The Senate bill would also sharply increase the resident population of roughly 800,000 university-trained, low-wage guest-workers. That population is now roughly level with the number of Americans who graduate each year with skilled degrees, and is distributed through the nation’s cities and universities.
Instead of recognizing businesses’ role, most reporters repeat the much-challenged claims by progressives that the GOP needs to pass immigration reform to boost its support among Latinos.
One exception is Greg Sargent, a blogger at the Washington Post, who notes the role of business in pushing the immigration rewrite. “The decision by the GOP’s leaders to move forward despite widespread opposition is a reminder that the intense push for reform from many major GOP-aligned constituencies — agricultural interests; big business; evangelicals — is really starting to matter,” Sargent wrote on Wednesday.
But Sargent dismisses the efforts by Sessions and other reformers to protect Americans workers from a huge inflow of low-wage foreign workers. The reformers are “the no-amnesty-at-all-costs brigade,” Sargent said.
In fact, Sessions has been arguing since early 2013 that a low-immigration policy will create high wages for Americans — and more voters for the GOP.
That stance has prompted Sessions to offer increasingly sharp criticism of CEOs, and even a temporary rhetorical symmetry between Sessions and the Senate’s only socialist, Vermont Sen. Bernie Sanders.
“A record influx of new immigrant workers will benefit certain CEOs who want lower labor costs, as well as certain politicians and interest groups … [and] will only further hollow out a shrinking middle class,” said Sessions’ Wednesday package.
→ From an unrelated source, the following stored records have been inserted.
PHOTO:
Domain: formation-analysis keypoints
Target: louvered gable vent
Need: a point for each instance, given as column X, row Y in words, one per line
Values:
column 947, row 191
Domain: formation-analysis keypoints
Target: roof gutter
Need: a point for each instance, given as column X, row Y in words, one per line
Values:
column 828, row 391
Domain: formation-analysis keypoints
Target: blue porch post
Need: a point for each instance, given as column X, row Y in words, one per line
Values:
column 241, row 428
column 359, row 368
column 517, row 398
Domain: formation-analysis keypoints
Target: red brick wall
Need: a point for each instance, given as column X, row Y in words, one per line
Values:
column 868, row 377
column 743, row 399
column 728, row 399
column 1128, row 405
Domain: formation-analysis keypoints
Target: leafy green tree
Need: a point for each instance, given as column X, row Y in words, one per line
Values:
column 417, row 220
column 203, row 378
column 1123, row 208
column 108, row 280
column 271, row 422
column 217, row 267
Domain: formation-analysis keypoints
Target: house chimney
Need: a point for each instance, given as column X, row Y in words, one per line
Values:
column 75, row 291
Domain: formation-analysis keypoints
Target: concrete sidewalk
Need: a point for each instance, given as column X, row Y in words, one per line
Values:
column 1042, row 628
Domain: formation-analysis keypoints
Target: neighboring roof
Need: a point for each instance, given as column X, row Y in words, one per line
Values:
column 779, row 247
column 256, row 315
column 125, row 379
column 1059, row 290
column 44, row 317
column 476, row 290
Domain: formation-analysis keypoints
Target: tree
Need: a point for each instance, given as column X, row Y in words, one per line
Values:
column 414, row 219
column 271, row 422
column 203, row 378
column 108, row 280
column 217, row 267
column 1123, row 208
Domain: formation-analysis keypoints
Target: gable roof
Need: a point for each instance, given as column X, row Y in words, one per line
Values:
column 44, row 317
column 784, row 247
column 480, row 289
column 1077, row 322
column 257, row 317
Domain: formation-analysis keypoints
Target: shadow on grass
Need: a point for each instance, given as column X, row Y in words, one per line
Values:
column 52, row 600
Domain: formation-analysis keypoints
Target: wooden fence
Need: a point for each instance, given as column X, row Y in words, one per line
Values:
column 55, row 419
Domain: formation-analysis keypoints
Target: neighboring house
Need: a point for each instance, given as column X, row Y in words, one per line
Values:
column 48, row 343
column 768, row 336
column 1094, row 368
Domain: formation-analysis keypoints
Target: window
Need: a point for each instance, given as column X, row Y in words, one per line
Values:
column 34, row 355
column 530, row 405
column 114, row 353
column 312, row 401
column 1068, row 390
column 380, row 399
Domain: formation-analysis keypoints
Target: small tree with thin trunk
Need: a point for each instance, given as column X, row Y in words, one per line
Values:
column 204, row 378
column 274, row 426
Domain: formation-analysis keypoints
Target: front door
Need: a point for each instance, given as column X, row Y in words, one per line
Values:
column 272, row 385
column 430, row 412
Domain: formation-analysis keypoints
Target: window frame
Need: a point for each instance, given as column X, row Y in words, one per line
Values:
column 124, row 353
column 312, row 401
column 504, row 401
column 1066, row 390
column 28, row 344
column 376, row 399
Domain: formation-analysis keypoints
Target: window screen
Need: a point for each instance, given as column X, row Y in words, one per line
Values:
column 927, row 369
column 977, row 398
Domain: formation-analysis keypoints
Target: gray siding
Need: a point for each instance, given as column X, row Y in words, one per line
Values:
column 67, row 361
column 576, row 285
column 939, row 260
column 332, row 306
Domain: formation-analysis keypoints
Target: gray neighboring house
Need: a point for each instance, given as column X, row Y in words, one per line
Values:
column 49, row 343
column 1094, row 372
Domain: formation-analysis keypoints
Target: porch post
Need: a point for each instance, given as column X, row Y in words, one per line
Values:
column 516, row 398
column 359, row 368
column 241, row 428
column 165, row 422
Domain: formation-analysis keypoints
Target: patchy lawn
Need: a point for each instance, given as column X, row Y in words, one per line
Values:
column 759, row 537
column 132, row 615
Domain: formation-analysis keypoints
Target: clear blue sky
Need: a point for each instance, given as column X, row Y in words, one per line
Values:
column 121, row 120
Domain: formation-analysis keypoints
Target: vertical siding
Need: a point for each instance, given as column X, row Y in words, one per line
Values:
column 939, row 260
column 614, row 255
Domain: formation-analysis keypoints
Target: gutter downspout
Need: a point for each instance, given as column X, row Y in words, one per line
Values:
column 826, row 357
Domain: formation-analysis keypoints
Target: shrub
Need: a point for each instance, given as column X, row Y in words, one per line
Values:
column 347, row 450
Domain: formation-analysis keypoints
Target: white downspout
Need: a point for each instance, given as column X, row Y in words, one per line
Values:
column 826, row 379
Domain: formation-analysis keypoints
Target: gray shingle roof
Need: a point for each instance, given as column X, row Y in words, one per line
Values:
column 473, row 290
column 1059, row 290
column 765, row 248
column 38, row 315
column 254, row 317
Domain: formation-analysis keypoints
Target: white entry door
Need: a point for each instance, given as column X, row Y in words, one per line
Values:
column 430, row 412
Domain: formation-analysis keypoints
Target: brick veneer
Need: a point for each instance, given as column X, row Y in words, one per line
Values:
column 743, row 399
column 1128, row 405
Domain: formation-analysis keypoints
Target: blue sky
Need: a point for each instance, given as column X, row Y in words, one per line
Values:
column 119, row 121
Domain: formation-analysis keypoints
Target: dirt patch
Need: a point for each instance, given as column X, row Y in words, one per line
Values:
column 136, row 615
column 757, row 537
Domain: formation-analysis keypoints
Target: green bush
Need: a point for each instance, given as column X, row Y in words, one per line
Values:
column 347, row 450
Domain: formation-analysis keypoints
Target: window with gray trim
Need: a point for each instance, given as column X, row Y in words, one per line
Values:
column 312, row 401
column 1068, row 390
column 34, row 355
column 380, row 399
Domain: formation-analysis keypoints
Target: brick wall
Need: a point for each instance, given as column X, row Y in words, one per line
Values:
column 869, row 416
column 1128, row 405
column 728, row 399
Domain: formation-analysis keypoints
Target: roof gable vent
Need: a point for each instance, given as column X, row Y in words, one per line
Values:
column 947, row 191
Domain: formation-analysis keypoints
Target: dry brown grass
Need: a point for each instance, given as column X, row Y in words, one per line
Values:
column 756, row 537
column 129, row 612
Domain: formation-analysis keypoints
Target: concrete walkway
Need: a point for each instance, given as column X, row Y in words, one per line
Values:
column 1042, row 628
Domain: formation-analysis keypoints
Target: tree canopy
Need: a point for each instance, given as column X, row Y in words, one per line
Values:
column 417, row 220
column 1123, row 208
Sessions also made sure to slam GOP pollsters, including Frank Luntz and the Winston Group. Both were invited to the GOP strategy meeting to give briefings, and both have poll-tested euphemisms to help amnesty-supporting legislators quell opposition from their constituents.
“A sensible immigration policy would also listen to the opinion of the American people. Not the opinions of the paid-for consultants trotted out with their agenda-driven polls to GOP member meetings — but the actual, honest opinion of the people who sent us here,” Sessions wrote.
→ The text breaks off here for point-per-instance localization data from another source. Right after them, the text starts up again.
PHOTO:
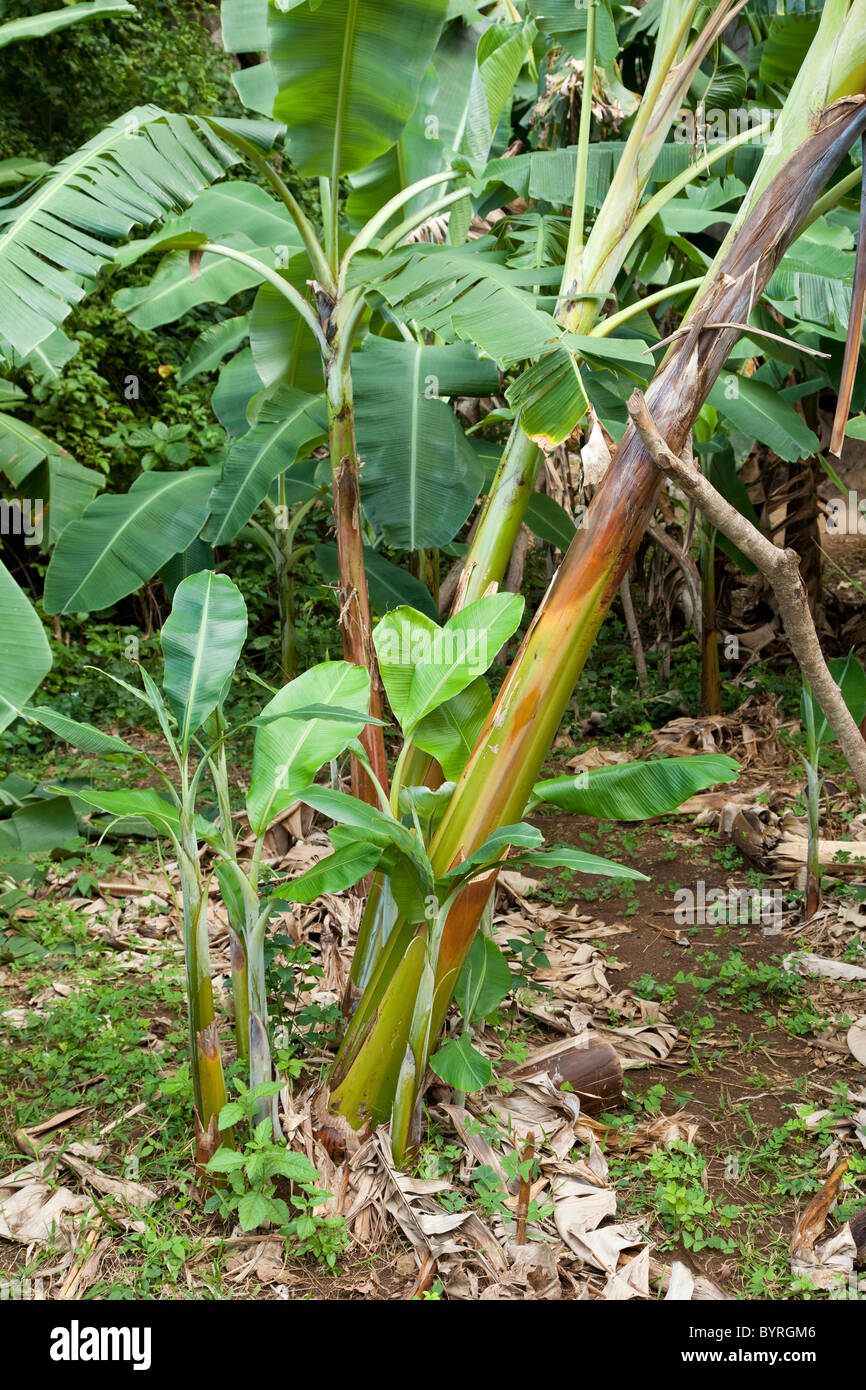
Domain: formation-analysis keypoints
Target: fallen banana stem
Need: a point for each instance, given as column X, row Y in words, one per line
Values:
column 781, row 571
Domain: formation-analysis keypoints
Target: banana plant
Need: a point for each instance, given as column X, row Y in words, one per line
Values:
column 202, row 641
column 823, row 116
column 449, row 291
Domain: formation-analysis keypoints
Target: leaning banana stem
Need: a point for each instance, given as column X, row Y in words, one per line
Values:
column 260, row 1043
column 218, row 772
column 505, row 508
column 353, row 598
column 813, row 863
column 711, row 687
column 209, row 1084
column 510, row 749
column 485, row 565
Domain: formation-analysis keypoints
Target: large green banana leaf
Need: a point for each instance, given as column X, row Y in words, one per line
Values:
column 289, row 423
column 470, row 293
column 123, row 540
column 754, row 407
column 202, row 640
column 24, row 649
column 60, row 487
column 36, row 25
column 348, row 75
column 57, row 236
column 634, row 791
column 288, row 752
column 421, row 476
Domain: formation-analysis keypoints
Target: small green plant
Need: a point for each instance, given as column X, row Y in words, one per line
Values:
column 683, row 1203
column 260, row 1171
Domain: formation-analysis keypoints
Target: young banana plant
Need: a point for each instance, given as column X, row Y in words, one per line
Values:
column 202, row 641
Sessions’ package also offers responses to what it calls myths propagated by progressives and business groups.
Over the last week, Ryan has publicly repeated some of the claims denounced as myths by Sessions.
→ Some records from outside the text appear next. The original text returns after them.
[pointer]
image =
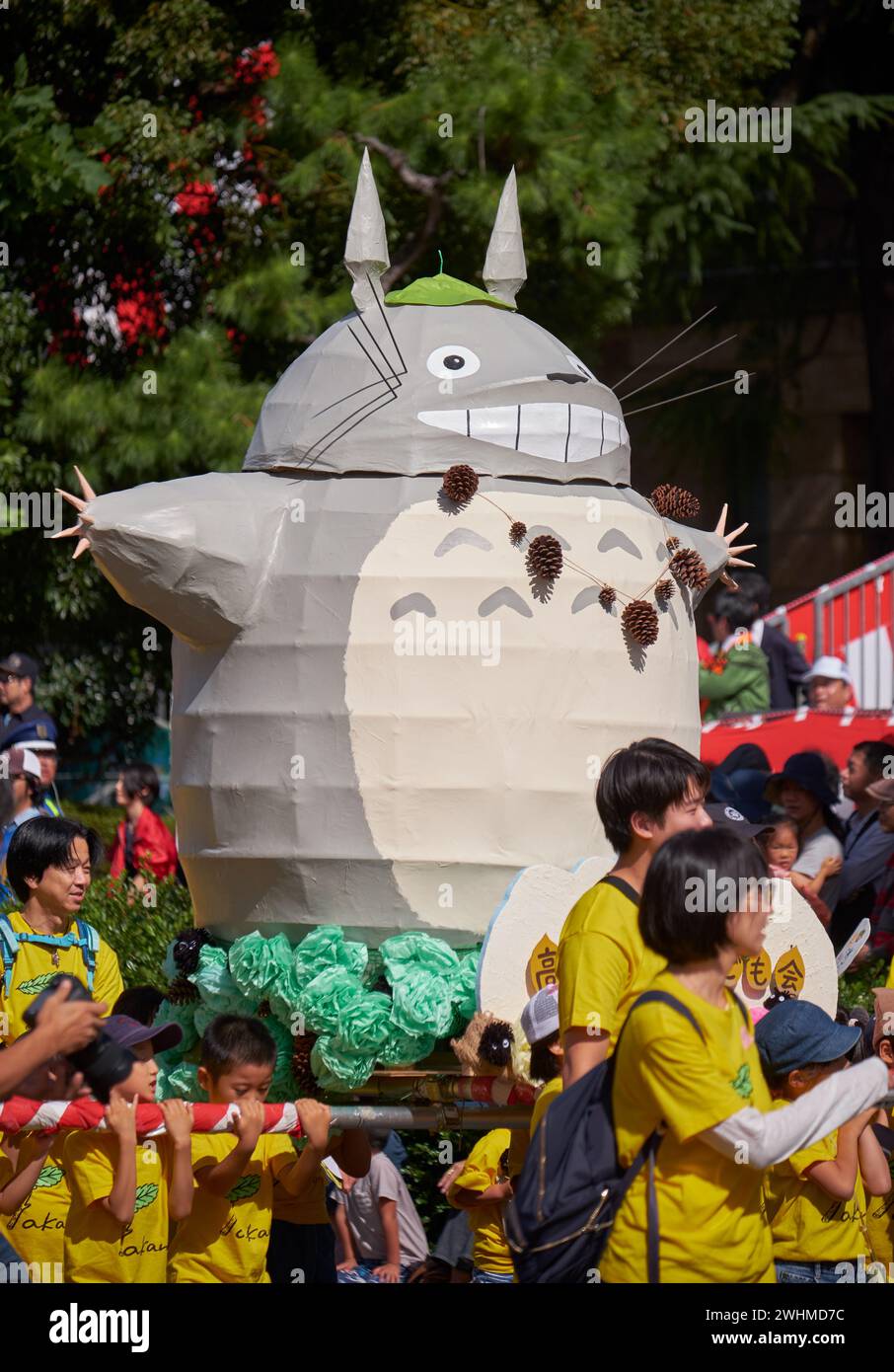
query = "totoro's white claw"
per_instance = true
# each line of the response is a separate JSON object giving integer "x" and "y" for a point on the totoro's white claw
{"x": 90, "y": 495}
{"x": 73, "y": 499}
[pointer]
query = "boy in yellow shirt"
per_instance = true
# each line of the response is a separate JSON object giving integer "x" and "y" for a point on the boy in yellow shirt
{"x": 34, "y": 1185}
{"x": 646, "y": 794}
{"x": 816, "y": 1200}
{"x": 122, "y": 1189}
{"x": 226, "y": 1235}
{"x": 482, "y": 1188}
{"x": 880, "y": 1217}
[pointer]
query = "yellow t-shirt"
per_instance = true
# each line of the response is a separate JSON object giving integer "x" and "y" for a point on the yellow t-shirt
{"x": 35, "y": 967}
{"x": 489, "y": 1250}
{"x": 37, "y": 1228}
{"x": 709, "y": 1206}
{"x": 225, "y": 1238}
{"x": 96, "y": 1246}
{"x": 880, "y": 1221}
{"x": 810, "y": 1225}
{"x": 604, "y": 962}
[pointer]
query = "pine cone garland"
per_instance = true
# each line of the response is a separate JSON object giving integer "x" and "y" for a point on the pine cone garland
{"x": 182, "y": 992}
{"x": 460, "y": 483}
{"x": 689, "y": 569}
{"x": 305, "y": 1079}
{"x": 545, "y": 558}
{"x": 675, "y": 502}
{"x": 640, "y": 622}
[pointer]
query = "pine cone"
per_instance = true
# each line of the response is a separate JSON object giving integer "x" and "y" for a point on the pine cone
{"x": 305, "y": 1079}
{"x": 640, "y": 622}
{"x": 460, "y": 483}
{"x": 689, "y": 569}
{"x": 182, "y": 992}
{"x": 545, "y": 558}
{"x": 675, "y": 502}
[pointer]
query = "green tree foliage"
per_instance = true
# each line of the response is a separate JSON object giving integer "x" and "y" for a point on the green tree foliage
{"x": 175, "y": 189}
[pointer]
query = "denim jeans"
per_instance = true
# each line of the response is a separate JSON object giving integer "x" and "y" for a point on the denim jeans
{"x": 809, "y": 1273}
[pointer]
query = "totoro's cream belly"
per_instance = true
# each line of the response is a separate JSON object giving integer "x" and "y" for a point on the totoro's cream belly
{"x": 481, "y": 715}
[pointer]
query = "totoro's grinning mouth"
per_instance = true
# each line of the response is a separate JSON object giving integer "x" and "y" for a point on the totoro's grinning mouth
{"x": 559, "y": 432}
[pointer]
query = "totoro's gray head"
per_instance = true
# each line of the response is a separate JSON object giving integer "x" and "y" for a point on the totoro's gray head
{"x": 437, "y": 373}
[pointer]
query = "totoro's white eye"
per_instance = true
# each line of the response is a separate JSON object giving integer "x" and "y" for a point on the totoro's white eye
{"x": 580, "y": 366}
{"x": 453, "y": 359}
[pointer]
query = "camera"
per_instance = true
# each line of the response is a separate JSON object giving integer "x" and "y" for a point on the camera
{"x": 103, "y": 1062}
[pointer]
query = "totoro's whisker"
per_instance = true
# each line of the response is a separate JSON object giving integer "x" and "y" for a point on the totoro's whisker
{"x": 390, "y": 365}
{"x": 701, "y": 390}
{"x": 390, "y": 380}
{"x": 343, "y": 398}
{"x": 345, "y": 419}
{"x": 387, "y": 400}
{"x": 671, "y": 370}
{"x": 664, "y": 347}
{"x": 381, "y": 310}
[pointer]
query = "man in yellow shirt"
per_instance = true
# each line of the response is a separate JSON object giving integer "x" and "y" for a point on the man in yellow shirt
{"x": 49, "y": 866}
{"x": 646, "y": 794}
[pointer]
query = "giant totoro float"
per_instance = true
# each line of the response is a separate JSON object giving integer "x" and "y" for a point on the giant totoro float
{"x": 379, "y": 713}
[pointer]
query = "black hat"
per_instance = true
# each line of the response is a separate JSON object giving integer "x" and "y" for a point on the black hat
{"x": 806, "y": 770}
{"x": 727, "y": 816}
{"x": 20, "y": 664}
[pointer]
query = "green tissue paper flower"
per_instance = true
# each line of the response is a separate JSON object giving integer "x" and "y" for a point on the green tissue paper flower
{"x": 182, "y": 1082}
{"x": 327, "y": 947}
{"x": 257, "y": 963}
{"x": 422, "y": 1003}
{"x": 365, "y": 1024}
{"x": 337, "y": 1069}
{"x": 215, "y": 984}
{"x": 408, "y": 953}
{"x": 462, "y": 987}
{"x": 323, "y": 999}
{"x": 404, "y": 1050}
{"x": 183, "y": 1016}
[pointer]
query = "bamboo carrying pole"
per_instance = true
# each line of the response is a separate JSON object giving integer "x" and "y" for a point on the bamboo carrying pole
{"x": 20, "y": 1114}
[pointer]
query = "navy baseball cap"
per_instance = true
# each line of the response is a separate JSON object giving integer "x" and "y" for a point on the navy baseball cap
{"x": 129, "y": 1031}
{"x": 795, "y": 1033}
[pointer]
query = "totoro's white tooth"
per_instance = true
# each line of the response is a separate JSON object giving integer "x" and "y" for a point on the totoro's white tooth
{"x": 495, "y": 424}
{"x": 553, "y": 431}
{"x": 453, "y": 420}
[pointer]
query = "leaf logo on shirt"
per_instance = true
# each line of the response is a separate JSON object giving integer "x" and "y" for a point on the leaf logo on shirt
{"x": 742, "y": 1082}
{"x": 145, "y": 1195}
{"x": 36, "y": 984}
{"x": 48, "y": 1176}
{"x": 245, "y": 1187}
Myth seven, says the paper, is that an immigration reform “will help the economy and strengthen social security.”
“Naturally, adding 30 million new permanent residents will increase GNP,” says Sessions’ response. “But per-person GNP, according to [the Congressional Budget Office] will decline along with average wages.”
Another myth, says the paper, is the claim that “a majority of Americans support immigration reform.” In response, Sessions cites a series of independent polls that show solid opposition to amnesty and increased immigration.
Sessions’ package also highlighted the GOP’s near-universal distrust in Obama’s willingness to comply with laws. “The president has a constitutional duty to take care that the laws be faithfully executed, but President Obama’s record in this regard is abysmal,” says the paper.
That issue has been repeatedly validated by the GOP leaders — including Boehner and Ryan.
Their admissions have allowed numerous GOP legislators to call for a delay in deciding the issue, which would allow them to sidestep the issue without directly disagreeing with their voters or their donors, or without validating Obama’s populist campaign theme, before the November midterm elections.
Sessions ended his three-page letter to his GOP peers by voicing support for the economic interests of his constituents.
“Republicans should fulfill our clear duty to defend the core interests of the American workers who form the backbone of this nation,” he wrote. “And they should tell the President’s CEO lobbyists, loudly for all to hear: we don’t work for you; we work for the American people.”